For the two sexagenarians (great word, huh? and appropriate) at center stage, “End of the Road” was an occasion for working smart as well as hard, and the whole endeavor came off the better for it. Stanley effectively camouflaged any stamina issues – though, at 67, he looks way fitter than most 20-year-olds – by limiting his legendary aerobic activity and graciously allowing/encouraging Simmons to sing more often. Although I remain mystified by the exclusion of 1992’s “Unholy” from Gene’s standard repertoire of mid-paced “Look at Scary Ol’ Me” showcases, the fact that he not only dusted off the other three – in ascending order of vapidity, “War Machine”, “God of Thunder”, and “I Love It Loud” – but nailed them right between the proverbial eyes only constituted a mild surprise. Everybody was on point this night. Moreover, the fact that no songs from the original makeup era were played that did not also feature on either the genre and form-defining Alive! or its bloated but capable 1977 sequel did little to dim our enthusiasm upon hearing not just sparkling no-brainers like “Deuce”, “Love Gun”, and “Cold Gin” but second-level canon stalwarts like the rumbling “100,000 Years”, rollicking “Let Me Go, Rock and Roll”, and dependably spine-tingly “Black Diamond”. After relating to the crowd how much he loved and lived for the stage and going for a brisk ride across the arena, Stanley sang the aforementioned “Love Gun” from a platform located behind the soundboard some fifty yards away, then, for an encore, had the temerity to unleash Kiss’ unequivocal biggest hit, the 1979 disco abomination “I Was Made For Lovin’ You”…and even that sounded great.

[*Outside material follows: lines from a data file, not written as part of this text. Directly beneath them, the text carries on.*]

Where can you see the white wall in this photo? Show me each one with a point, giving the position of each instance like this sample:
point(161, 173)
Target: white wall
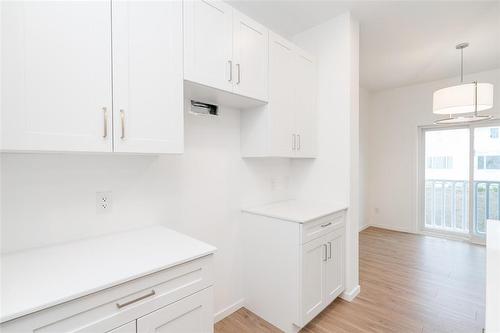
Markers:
point(364, 125)
point(390, 148)
point(50, 198)
point(333, 175)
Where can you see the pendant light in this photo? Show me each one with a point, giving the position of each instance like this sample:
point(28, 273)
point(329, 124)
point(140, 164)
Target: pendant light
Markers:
point(465, 99)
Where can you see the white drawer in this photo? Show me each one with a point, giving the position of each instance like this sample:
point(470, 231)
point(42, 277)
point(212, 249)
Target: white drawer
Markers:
point(322, 226)
point(99, 312)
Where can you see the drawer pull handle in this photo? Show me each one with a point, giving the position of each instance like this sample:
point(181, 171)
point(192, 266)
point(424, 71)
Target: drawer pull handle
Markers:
point(152, 293)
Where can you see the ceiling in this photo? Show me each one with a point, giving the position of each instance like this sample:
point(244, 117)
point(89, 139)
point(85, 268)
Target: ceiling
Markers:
point(401, 42)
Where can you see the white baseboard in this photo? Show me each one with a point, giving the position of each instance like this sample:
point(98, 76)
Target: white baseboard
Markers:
point(229, 310)
point(364, 227)
point(382, 226)
point(351, 294)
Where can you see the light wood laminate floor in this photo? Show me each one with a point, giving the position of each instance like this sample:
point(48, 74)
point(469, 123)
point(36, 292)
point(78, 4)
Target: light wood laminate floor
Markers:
point(409, 283)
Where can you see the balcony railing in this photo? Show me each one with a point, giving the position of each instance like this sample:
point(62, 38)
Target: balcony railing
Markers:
point(446, 203)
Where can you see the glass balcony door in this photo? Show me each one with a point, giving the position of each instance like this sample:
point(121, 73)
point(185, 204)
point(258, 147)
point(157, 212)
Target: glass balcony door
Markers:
point(486, 176)
point(460, 189)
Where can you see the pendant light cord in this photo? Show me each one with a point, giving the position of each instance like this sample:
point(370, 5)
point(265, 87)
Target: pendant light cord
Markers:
point(461, 65)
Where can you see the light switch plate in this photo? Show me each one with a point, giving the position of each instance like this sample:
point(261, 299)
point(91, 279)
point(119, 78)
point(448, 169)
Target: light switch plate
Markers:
point(103, 202)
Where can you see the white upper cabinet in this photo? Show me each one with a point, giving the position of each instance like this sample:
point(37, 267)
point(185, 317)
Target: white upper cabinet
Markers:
point(147, 76)
point(286, 126)
point(208, 43)
point(280, 110)
point(250, 56)
point(305, 104)
point(56, 76)
point(82, 75)
point(224, 49)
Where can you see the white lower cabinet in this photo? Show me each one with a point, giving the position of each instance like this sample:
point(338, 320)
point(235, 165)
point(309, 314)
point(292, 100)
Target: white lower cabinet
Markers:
point(178, 299)
point(313, 278)
point(292, 270)
point(193, 314)
point(127, 328)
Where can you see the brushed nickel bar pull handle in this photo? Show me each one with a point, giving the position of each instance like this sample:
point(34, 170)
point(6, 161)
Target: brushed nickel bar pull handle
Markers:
point(105, 118)
point(152, 293)
point(122, 117)
point(239, 73)
point(230, 70)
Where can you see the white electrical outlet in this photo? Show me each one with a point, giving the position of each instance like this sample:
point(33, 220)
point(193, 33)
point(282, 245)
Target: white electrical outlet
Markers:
point(103, 202)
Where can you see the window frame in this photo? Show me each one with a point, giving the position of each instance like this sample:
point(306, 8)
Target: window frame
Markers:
point(421, 161)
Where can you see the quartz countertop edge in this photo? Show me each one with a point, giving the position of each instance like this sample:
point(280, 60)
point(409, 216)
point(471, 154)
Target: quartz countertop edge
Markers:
point(34, 280)
point(297, 211)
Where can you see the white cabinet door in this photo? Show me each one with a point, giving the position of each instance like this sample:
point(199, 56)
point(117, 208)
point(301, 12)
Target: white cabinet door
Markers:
point(193, 314)
point(127, 328)
point(208, 43)
point(147, 76)
point(305, 104)
point(334, 270)
point(281, 88)
point(250, 55)
point(56, 75)
point(314, 254)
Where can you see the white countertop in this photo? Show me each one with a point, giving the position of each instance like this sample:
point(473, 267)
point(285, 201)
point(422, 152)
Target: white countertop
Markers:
point(296, 210)
point(493, 277)
point(37, 279)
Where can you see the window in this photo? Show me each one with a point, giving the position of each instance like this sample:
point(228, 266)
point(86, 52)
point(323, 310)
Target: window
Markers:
point(488, 162)
point(440, 162)
point(494, 132)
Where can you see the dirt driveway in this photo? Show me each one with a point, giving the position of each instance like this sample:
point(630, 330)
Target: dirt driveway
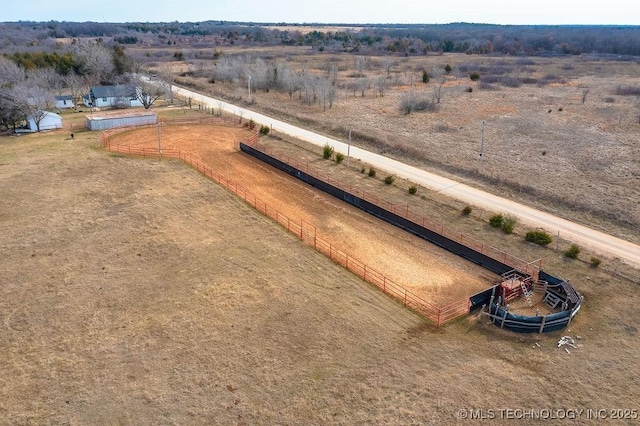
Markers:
point(431, 273)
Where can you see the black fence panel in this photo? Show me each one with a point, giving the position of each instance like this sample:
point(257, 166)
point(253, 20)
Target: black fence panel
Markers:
point(455, 247)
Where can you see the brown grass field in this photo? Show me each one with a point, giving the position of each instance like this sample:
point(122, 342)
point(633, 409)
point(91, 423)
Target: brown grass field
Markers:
point(136, 291)
point(543, 144)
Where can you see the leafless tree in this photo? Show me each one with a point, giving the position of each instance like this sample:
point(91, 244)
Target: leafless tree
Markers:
point(10, 73)
point(77, 86)
point(148, 92)
point(12, 109)
point(35, 100)
point(361, 64)
point(289, 81)
point(438, 86)
point(309, 88)
point(95, 60)
point(388, 63)
point(45, 77)
point(363, 84)
point(327, 93)
point(382, 83)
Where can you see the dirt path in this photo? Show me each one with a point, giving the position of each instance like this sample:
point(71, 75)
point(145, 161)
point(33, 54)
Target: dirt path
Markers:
point(588, 237)
point(431, 273)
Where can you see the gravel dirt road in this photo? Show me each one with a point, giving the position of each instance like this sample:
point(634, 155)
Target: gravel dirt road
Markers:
point(580, 234)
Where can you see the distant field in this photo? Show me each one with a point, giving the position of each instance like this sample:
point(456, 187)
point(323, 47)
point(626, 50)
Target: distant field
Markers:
point(543, 144)
point(136, 291)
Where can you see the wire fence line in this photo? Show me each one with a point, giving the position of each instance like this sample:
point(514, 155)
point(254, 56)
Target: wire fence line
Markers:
point(305, 231)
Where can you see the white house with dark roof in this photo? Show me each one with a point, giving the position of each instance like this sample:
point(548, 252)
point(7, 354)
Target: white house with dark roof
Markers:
point(63, 102)
point(120, 96)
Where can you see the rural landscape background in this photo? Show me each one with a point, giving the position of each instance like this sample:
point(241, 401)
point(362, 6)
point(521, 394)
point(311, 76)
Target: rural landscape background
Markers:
point(138, 284)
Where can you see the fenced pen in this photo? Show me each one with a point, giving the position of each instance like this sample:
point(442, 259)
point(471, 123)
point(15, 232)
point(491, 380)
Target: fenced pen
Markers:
point(305, 231)
point(491, 258)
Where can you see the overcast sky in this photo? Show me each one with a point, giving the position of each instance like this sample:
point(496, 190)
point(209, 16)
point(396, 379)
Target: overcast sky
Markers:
point(516, 12)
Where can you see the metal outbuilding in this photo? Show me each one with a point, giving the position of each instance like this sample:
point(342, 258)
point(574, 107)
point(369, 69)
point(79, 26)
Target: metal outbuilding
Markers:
point(113, 119)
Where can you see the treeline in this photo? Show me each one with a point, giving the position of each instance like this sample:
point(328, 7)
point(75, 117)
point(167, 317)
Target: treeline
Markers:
point(397, 39)
point(63, 63)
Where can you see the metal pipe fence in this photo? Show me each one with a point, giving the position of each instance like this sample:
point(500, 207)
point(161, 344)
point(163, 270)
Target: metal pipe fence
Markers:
point(305, 231)
point(404, 211)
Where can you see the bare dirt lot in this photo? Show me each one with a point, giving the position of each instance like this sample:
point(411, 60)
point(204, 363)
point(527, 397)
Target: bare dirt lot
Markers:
point(135, 291)
point(431, 273)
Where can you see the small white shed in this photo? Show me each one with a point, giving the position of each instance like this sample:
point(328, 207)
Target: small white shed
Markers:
point(48, 121)
point(64, 102)
point(113, 119)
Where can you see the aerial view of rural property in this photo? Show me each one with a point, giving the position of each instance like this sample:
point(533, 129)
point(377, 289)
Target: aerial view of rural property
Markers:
point(236, 213)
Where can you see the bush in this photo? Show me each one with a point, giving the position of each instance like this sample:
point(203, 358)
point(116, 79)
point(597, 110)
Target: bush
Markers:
point(496, 220)
point(538, 237)
point(573, 251)
point(327, 151)
point(509, 224)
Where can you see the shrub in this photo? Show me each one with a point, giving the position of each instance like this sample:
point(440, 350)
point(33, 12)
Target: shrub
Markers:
point(327, 151)
point(538, 237)
point(496, 220)
point(509, 224)
point(573, 251)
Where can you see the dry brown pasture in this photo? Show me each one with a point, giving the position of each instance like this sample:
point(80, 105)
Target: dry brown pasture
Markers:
point(136, 291)
point(543, 144)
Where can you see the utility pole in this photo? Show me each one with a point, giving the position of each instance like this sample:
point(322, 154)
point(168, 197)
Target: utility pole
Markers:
point(159, 146)
point(481, 146)
point(349, 148)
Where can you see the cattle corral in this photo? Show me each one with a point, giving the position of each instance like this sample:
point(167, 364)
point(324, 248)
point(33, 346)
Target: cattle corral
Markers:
point(138, 291)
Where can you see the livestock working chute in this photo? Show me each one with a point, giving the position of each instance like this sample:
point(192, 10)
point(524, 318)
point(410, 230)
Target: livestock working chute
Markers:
point(523, 306)
point(550, 301)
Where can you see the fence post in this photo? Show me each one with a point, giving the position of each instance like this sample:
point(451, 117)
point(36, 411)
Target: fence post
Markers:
point(504, 317)
point(544, 320)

“Kisstory” as any sort of artistically viable continuum (yes, I’m chuckling to myself as I write) essentially expired for me not when their famous makeup, in what must be said was both a shrewd and wholly necessary publicity stunt, first came off in the early eighties, but when Kiss’ diesel late eighties/early nineties lineup was unceremoniously cast aside in favor of a quartet of reunited, check-cashing old men and cold, financial logic dictated that it must inevitably go back on. The years between that moment and this one – or, for the sake of context, between two “farewell” concerts nineteen years apart – have been mercenary and occasionally quite meager, a sustained grasp at, if not relevance or respect, then market share. At a moment when many of their surviving Seventies peers (Bob Seger, Elton John) seem to be retiring from the road as well, Kiss picked an auspicious time to finally go with the grain. I can only imagine how those other shows unfolded, and envy the fans who watched it all happen. Again, I had my chances, and a certain level of interest, and again, for a variety of reasons – financial, meteorological – I stayed home. I couldn’t in good conscience miss Kiss’ swan song, however, and every moment I was thus engaged validated that choice tenfold. Not even the double-barrel shotgun blast of applied mediocrity that is saccharine ur-ballad “Beth” and “big dumb rock” national anthem “Rock and Roll All Nite” (misspelling very intentional) – a.k.a. the standard Kiss encore (flanking the somehow even dumber not-quite-perennial “Do You Love Me?”) – could deter me. Watching Simmons and Thayer float around the near arena riding modified cherrypickers while Eric Singer played from a hydraulic drum riser three stories tall and a spent but satisfied Stanley surveyed his domain amidst a climactic riot of fireworks, glitter, and confetti, you just couldn’t help but smile.
“Did you get what you paid for?” he asked the crowd. Our response was…predictable.